Construction pine, the stuff you get at the big box stores, has a bad rap with woodworkers. It’s poorly dried, hard to work and moves way too much. It grows too fast so the grain is too wide and varied. It’s for carpentry projects…
I also know this. It’s cheap, requires good tool techniques, needs proper design consideration and demands sharp edges. Which makes it perfect for new woodworkers, experiments or items not destined for gallery status.
The key to using construction lumber for furniture is how you approach it.

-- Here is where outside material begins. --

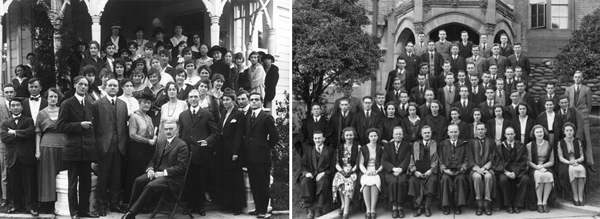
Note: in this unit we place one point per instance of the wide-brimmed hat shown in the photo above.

Texas Hill Country seems to be on the faultline of the types of construction lumber we can get. To the south and east you get Southern yellow pine (SYP) but to the north and west the smaller dimensions are white wood (SPF). These names designate a lot of species with similar properties. I prefer SYP.
All of the stuff is labeled “kiln dried” – but you should assume that’s false advertising. So approach the stuff as green wood straight from the mill and full of moisture; treat it as such and you won’t have as many surprises.
Green wood moves, so I seek out the widest and longest SYP boards possible, 2x12x16s, with clear and tight grain. Look for a board with the pith (the middle of the tree) in the middle. If you need stock for items that will be seen on all four sides (table legs) choose wood that is cut just to the side of the pith, so some bastard grain (growth rings 30° and 60° to the surface) will be present. Check that the pith or flat-sawn section is in the center on both ends to reduce the chance for reaction wood. When I get home I process the boards.
My process involves cutting out the pith and knots on the band saw, then I run both sides through the thickness planer to reveal any case hardening (checks and splits that don’t always show on the surface). Then I sticker and store this stock for a few months so that it can dry for a future project. This creates at least 16 board feet (bf) of perfect quartersawn stock for less than $1 bf. That’s a perfect amount for a side table.
Whenever I make a trip to the big box store, I’ll make a trip through the lumber section to see if I can quickly spot a good board or two. This keeps a constant supply of stock available at the shop to use without a huge capital investment.
At that price point, it is the perfect material to push limits.